Transfers made by virtue of the sale of business tool shall be subject to the safeguards referred to in Chapter VII of Title IV.
11.  
For the purposes of exercising the rights to provide services or to establish itself in another Member State in accordance with Directive 2013/36/EU or Directive 2014/65/EU, the purchaser shall be considered to be a continuation of the institution under resolution, and may continue to exercise any such right that was exercised by the institution under resolution in respect of the assets, rights or liabilities transferred.
12.  
Member States shall ensure that the purchaser referred to in paragraph 1 may continue to exercise the rights of membership and access to payment, clearing and settlement systems, stock exchanges, investor compensation schemes and deposit guarantee schemes of the institution under resolution, provided that it meets the membership and participation criteria for participation in such systems.

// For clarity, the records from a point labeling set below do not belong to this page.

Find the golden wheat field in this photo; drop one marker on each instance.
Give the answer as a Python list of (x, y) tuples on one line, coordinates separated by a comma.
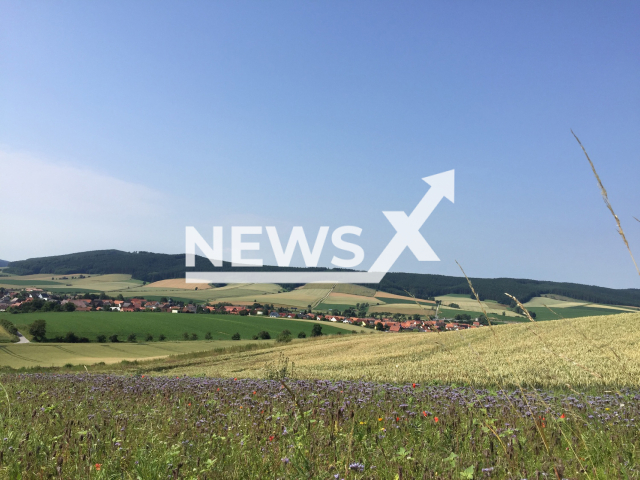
[(581, 352)]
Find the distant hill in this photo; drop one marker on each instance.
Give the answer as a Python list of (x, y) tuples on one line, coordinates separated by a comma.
[(152, 267), (425, 285), (146, 266)]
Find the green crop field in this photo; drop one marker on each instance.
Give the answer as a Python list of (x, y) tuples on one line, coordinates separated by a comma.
[(543, 313), (222, 327), (59, 354), (391, 300), (16, 282)]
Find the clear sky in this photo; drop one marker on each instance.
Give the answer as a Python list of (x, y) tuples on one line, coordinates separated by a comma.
[(123, 122)]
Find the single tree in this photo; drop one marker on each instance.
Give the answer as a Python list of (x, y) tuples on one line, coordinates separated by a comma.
[(284, 337), (71, 337), (38, 330), (316, 331)]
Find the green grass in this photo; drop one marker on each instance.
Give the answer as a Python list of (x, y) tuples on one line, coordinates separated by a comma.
[(46, 355), (452, 312), (222, 327), (27, 283), (406, 301), (543, 313)]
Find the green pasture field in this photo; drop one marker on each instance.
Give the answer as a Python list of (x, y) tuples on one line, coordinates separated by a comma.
[(389, 300), (5, 337), (12, 281), (452, 312), (325, 307), (58, 354), (543, 313), (172, 325)]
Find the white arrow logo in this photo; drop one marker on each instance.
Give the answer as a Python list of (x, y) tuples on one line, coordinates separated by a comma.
[(407, 235), (408, 227)]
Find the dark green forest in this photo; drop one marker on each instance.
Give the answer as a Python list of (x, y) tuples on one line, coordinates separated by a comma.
[(425, 285), (151, 267)]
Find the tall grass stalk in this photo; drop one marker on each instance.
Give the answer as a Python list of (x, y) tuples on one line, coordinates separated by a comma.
[(605, 197)]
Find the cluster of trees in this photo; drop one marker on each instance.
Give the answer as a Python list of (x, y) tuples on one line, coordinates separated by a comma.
[(39, 305), (9, 326)]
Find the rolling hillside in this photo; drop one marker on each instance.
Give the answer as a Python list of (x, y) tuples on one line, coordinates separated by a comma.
[(154, 267), (583, 352)]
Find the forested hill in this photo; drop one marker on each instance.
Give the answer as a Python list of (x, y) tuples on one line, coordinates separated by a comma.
[(146, 266), (151, 267), (425, 285)]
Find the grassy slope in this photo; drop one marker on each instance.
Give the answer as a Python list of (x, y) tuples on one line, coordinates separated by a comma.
[(59, 354), (575, 352), (222, 327)]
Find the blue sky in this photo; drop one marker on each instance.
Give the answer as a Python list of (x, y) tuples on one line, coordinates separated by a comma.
[(123, 122)]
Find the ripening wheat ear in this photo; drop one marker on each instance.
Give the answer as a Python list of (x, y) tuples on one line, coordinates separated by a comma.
[(605, 197)]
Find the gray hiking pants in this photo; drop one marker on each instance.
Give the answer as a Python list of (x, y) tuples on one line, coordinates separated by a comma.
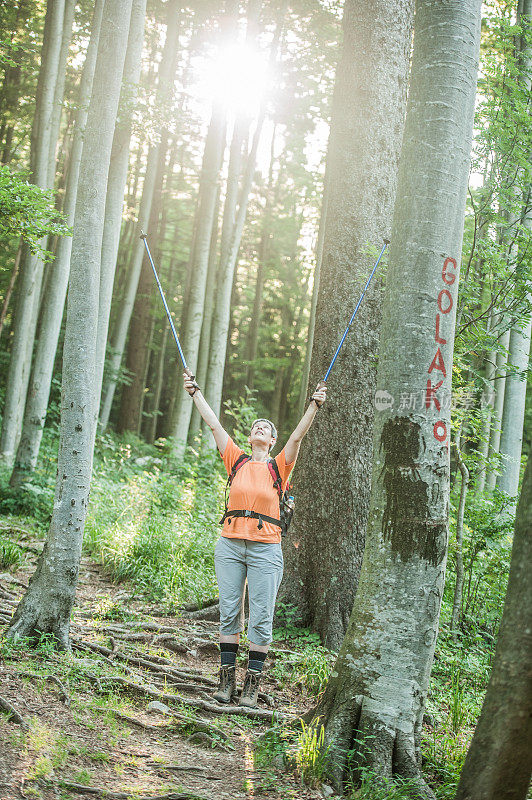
[(261, 563)]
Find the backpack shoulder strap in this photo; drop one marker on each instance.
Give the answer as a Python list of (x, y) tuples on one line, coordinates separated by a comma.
[(276, 475), (241, 460)]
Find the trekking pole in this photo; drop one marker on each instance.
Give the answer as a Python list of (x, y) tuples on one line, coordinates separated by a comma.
[(170, 320), (321, 384)]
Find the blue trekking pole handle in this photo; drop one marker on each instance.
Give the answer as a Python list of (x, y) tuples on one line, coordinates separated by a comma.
[(322, 383), (170, 320)]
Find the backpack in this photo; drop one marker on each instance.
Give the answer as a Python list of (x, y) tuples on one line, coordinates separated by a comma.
[(286, 501)]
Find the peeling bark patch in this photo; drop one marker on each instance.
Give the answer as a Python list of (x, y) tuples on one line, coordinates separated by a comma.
[(406, 522)]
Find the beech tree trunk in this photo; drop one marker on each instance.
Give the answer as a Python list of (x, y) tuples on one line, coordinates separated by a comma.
[(59, 91), (212, 159), (373, 703), (305, 390), (56, 286), (31, 268), (164, 92), (47, 604), (323, 550), (114, 201), (262, 262), (139, 330), (459, 569), (498, 764)]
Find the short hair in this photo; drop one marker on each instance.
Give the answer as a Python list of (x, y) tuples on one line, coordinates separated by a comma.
[(270, 423)]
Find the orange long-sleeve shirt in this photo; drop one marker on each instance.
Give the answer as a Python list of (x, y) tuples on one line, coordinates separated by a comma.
[(252, 488)]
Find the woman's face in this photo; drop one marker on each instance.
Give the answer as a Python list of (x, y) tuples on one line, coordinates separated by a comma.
[(261, 432)]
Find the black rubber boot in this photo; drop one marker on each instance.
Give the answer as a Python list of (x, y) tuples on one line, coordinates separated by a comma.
[(250, 692), (227, 687)]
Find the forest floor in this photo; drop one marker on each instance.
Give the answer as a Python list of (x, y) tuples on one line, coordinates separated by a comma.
[(85, 728)]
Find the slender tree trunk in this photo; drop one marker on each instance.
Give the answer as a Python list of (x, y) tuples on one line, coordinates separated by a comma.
[(305, 389), (373, 702), (210, 289), (498, 406), (488, 402), (11, 286), (519, 342), (212, 158), (221, 317), (498, 764), (31, 268), (68, 21), (137, 350), (323, 558), (164, 92), (263, 255), (47, 604), (230, 208), (114, 202), (459, 582), (56, 285), (514, 411)]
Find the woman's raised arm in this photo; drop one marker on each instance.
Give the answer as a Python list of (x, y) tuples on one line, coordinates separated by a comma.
[(292, 446), (221, 437)]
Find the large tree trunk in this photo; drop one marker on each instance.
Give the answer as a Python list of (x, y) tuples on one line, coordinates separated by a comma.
[(323, 550), (515, 384), (31, 268), (164, 92), (55, 124), (56, 286), (373, 703), (304, 390), (47, 604), (498, 764)]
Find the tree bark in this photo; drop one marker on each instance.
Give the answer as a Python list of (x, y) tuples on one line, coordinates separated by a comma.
[(498, 406), (31, 268), (139, 329), (323, 550), (205, 339), (56, 286), (59, 91), (305, 389), (47, 604), (498, 764), (373, 702), (11, 286), (262, 262), (164, 92), (114, 201), (212, 158)]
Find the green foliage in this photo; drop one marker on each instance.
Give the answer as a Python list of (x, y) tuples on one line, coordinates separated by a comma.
[(242, 413), (34, 498), (10, 554), (27, 211), (312, 755)]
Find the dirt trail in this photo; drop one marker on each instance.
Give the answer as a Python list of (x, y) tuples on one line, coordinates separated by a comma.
[(76, 707)]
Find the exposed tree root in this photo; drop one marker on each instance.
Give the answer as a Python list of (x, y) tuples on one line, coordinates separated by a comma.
[(211, 613), (101, 792), (12, 712), (139, 689), (377, 745)]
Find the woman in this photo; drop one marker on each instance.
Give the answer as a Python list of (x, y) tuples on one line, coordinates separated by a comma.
[(250, 548)]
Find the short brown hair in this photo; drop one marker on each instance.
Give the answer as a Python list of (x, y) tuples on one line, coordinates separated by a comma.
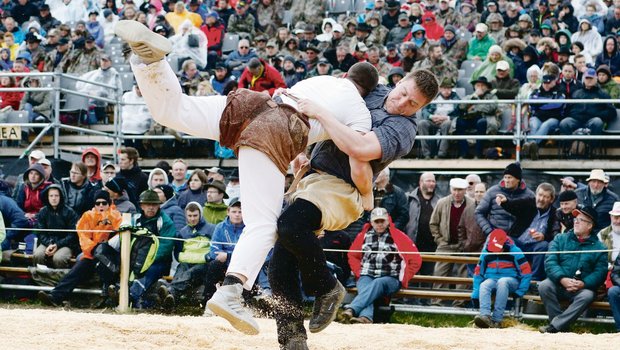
[(426, 82), (365, 76)]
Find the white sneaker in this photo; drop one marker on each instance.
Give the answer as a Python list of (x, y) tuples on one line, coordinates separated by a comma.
[(148, 45), (226, 303)]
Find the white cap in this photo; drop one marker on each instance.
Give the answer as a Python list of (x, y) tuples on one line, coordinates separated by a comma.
[(502, 65), (458, 183), (37, 154), (481, 27)]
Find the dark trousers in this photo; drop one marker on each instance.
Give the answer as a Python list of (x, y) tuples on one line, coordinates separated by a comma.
[(187, 278), (216, 271), (82, 271), (297, 252)]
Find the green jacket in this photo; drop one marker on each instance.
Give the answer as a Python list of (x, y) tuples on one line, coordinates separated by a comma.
[(593, 266), (215, 213)]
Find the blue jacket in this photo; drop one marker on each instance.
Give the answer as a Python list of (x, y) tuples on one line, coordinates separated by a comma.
[(490, 216), (172, 209), (494, 266), (228, 233), (593, 266)]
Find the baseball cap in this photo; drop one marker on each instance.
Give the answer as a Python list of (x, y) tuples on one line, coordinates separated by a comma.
[(502, 65), (379, 214)]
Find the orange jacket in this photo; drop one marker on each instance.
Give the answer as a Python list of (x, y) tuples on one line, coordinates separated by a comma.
[(93, 220)]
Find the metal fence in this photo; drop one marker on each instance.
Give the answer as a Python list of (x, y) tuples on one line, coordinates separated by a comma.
[(60, 83)]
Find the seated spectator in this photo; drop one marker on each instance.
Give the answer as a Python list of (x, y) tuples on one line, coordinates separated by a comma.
[(135, 117), (55, 248), (226, 233), (489, 214), (195, 190), (192, 255), (29, 193), (38, 104), (480, 44), (438, 117), (379, 275), (10, 99), (96, 226), (179, 176), (215, 210), (598, 196), (190, 43), (503, 274), (444, 228), (77, 189), (588, 116), (157, 177), (544, 118), (116, 187), (170, 205), (191, 77), (479, 117), (606, 82), (575, 280), (260, 76), (238, 60), (92, 159), (533, 227)]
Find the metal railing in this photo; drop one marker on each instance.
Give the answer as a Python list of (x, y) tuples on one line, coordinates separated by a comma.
[(517, 136)]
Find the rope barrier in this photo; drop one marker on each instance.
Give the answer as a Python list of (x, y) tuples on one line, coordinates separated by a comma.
[(472, 254)]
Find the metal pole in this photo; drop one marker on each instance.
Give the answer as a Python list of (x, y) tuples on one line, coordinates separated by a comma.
[(518, 131), (57, 77)]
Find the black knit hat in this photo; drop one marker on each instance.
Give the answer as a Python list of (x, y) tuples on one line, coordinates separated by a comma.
[(567, 196), (514, 169)]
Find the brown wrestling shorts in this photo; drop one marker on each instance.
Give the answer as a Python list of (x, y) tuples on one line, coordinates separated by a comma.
[(252, 119)]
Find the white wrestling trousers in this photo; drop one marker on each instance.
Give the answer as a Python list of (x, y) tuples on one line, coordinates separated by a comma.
[(262, 184)]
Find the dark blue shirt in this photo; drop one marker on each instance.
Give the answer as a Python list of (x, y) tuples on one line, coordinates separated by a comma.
[(396, 135)]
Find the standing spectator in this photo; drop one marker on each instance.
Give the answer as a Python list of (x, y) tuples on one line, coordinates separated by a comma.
[(489, 214), (379, 274), (56, 247), (195, 189), (573, 277), (192, 255), (564, 214), (392, 198), (78, 191), (260, 76), (438, 117), (444, 228), (215, 210), (598, 196), (94, 227), (504, 274), (480, 44), (533, 227), (117, 188), (238, 60), (130, 170), (481, 117)]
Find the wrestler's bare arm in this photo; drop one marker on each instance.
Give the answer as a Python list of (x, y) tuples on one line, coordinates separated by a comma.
[(361, 174), (364, 147)]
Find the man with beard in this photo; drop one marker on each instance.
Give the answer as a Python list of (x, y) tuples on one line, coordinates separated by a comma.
[(598, 196), (436, 64)]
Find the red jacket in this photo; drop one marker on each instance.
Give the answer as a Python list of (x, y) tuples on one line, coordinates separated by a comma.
[(214, 35), (270, 80), (407, 250)]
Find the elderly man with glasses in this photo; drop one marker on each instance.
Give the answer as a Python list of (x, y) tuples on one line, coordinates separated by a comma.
[(573, 276)]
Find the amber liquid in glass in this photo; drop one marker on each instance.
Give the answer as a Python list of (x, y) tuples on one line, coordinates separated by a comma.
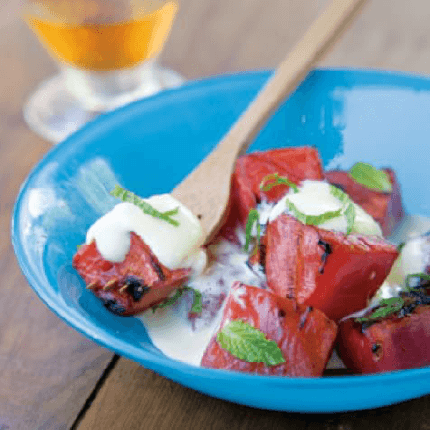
[(105, 46)]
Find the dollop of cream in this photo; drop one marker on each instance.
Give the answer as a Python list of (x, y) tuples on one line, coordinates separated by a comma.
[(175, 246)]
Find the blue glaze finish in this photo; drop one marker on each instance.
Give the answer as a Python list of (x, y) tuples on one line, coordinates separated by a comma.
[(150, 145)]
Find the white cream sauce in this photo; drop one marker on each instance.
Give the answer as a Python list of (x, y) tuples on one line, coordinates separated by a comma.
[(175, 246), (316, 198)]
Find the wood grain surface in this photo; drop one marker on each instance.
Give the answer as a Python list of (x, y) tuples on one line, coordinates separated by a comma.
[(53, 378)]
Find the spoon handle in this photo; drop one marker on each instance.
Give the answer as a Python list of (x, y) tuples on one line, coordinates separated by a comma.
[(317, 41), (205, 191)]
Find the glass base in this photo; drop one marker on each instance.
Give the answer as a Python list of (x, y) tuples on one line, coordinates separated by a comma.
[(54, 111)]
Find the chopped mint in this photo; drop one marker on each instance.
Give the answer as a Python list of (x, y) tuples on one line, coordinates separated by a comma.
[(312, 219), (249, 344), (253, 218), (371, 177), (128, 196), (274, 179), (385, 308)]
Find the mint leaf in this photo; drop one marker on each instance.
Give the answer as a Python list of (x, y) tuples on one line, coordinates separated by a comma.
[(385, 308), (197, 306), (420, 276), (349, 210), (129, 197), (273, 179), (169, 301), (249, 344), (253, 218), (371, 177), (312, 219)]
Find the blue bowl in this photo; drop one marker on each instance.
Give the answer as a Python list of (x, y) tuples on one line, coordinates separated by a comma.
[(149, 146)]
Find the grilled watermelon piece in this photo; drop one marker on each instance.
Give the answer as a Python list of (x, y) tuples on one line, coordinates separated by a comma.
[(132, 286), (385, 208), (304, 335), (394, 343), (296, 164), (331, 271)]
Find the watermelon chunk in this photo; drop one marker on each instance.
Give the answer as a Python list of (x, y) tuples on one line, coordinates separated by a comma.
[(132, 286), (331, 271), (296, 164), (304, 335), (393, 343), (385, 208)]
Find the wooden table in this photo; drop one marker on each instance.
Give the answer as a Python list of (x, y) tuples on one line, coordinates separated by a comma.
[(53, 378)]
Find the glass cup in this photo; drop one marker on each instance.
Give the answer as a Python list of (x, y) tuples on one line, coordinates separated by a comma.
[(107, 52)]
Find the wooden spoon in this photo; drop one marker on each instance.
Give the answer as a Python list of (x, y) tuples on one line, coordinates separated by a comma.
[(205, 191)]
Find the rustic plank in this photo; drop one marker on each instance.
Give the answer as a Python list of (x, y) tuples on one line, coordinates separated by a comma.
[(47, 370)]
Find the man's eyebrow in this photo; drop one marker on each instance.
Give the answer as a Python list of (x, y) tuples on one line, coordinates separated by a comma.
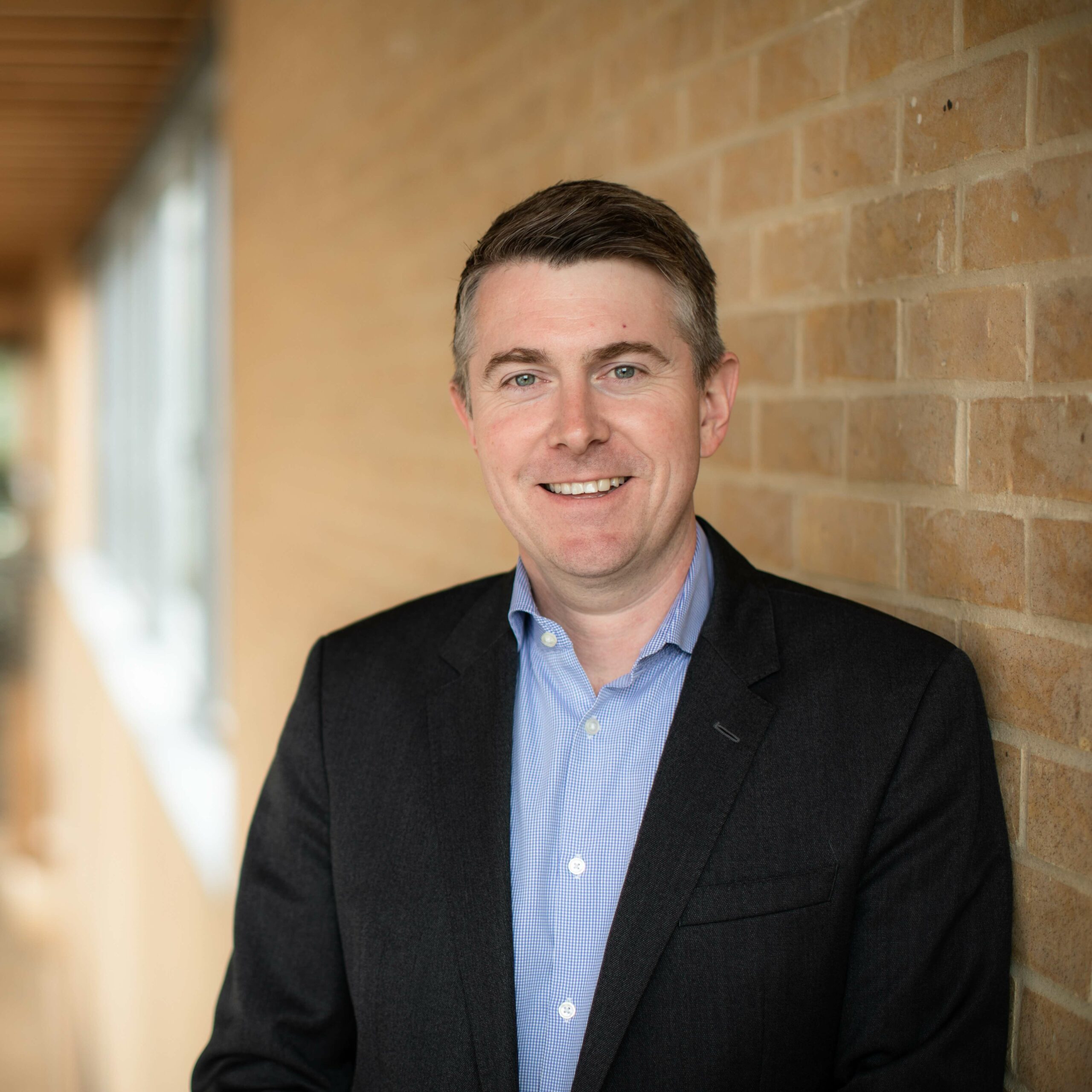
[(516, 355), (625, 349)]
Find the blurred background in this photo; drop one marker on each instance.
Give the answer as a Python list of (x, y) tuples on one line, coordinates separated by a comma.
[(229, 241)]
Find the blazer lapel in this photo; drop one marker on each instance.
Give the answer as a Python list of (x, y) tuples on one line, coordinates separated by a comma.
[(718, 728), (471, 741)]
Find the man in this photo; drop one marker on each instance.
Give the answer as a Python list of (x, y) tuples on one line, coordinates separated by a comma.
[(635, 816)]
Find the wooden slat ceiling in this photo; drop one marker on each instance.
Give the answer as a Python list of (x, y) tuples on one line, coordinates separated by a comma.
[(80, 84)]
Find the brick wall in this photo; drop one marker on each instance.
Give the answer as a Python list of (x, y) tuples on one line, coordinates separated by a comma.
[(898, 198)]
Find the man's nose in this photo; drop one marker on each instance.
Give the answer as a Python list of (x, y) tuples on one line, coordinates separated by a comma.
[(579, 422)]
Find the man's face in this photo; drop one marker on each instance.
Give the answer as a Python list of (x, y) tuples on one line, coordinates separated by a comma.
[(587, 420)]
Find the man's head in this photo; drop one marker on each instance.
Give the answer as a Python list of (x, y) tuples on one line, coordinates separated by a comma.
[(587, 352)]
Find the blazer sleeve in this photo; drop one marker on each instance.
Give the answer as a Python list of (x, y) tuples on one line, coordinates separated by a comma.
[(926, 997), (284, 1019)]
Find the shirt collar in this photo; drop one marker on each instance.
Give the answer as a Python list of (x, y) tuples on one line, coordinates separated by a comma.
[(681, 626)]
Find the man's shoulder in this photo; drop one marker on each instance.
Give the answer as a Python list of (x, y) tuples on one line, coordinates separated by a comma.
[(416, 630), (843, 633)]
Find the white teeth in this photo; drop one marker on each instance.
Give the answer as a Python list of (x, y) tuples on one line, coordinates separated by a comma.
[(600, 485)]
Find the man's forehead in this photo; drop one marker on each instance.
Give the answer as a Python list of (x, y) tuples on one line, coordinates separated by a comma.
[(597, 291)]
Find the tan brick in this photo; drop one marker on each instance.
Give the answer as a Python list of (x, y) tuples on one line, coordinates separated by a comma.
[(851, 341), (597, 154), (909, 235), (1011, 1038), (686, 189), (652, 129), (684, 38), (966, 555), (842, 537), (719, 101), (730, 255), (757, 176), (1052, 929), (1065, 88), (885, 34), (1034, 217), (1060, 814), (854, 148), (985, 20), (802, 256), (801, 69), (736, 449), (1034, 683), (978, 334), (909, 438), (746, 20), (766, 346), (1064, 331), (1036, 447), (1008, 777), (1062, 569), (980, 110), (1054, 1053), (757, 521), (803, 436)]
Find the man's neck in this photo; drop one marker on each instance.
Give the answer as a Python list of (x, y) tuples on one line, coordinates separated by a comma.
[(609, 625)]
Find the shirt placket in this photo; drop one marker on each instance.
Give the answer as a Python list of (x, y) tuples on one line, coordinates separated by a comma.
[(575, 886)]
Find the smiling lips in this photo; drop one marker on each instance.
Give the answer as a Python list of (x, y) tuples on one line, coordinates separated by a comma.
[(582, 488)]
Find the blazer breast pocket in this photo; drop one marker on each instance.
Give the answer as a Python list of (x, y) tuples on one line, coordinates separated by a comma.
[(768, 895)]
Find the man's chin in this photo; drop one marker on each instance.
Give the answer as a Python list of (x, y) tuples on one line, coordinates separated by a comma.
[(590, 557)]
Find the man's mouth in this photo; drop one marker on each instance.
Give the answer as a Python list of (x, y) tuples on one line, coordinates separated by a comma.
[(584, 488)]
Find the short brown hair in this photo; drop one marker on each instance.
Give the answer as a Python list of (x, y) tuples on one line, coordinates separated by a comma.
[(589, 220)]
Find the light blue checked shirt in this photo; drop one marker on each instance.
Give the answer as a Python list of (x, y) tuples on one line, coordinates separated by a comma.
[(582, 768)]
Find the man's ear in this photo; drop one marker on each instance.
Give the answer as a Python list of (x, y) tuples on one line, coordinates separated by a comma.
[(717, 401), (462, 408)]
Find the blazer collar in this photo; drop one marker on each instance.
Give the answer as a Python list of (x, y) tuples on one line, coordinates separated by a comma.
[(740, 624)]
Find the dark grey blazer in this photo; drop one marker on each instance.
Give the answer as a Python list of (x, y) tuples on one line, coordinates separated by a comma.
[(819, 897)]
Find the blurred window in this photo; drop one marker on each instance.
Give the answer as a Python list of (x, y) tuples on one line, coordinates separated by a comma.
[(159, 285), (148, 598)]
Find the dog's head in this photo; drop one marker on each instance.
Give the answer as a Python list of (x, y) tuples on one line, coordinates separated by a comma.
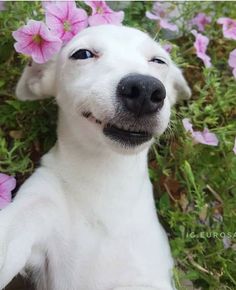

Notwithstanding the first subparagraph, Member States shall ensure that:

(a) 

access is not denied on the ground that the purchaser does not possess a rating from a credit rating agency, or that rating is not commensurate to the rating levels required to be granted access to the systems referred to in the first subparagraph;

(b) 

where the purchaser does not meet the membership or participation criteria for a relevant payment, clearing or settlement system, stock exchange, investor compensation scheme or deposit guarantee scheme, the rights referred to in the first subparagraph are exercised for such a period of time as may be specified by the resolution authority, not exceeding 24 months, renewable on application by the purchaser to the resolution authority.

13.  
Without prejudice to Chapter VII of Title IV, shareholders or creditors of the institution under resolution and other third parties whose assets, rights or liabilities are not transferred shall not have any rights over or in relation to the assets, rights or liabilities transferred.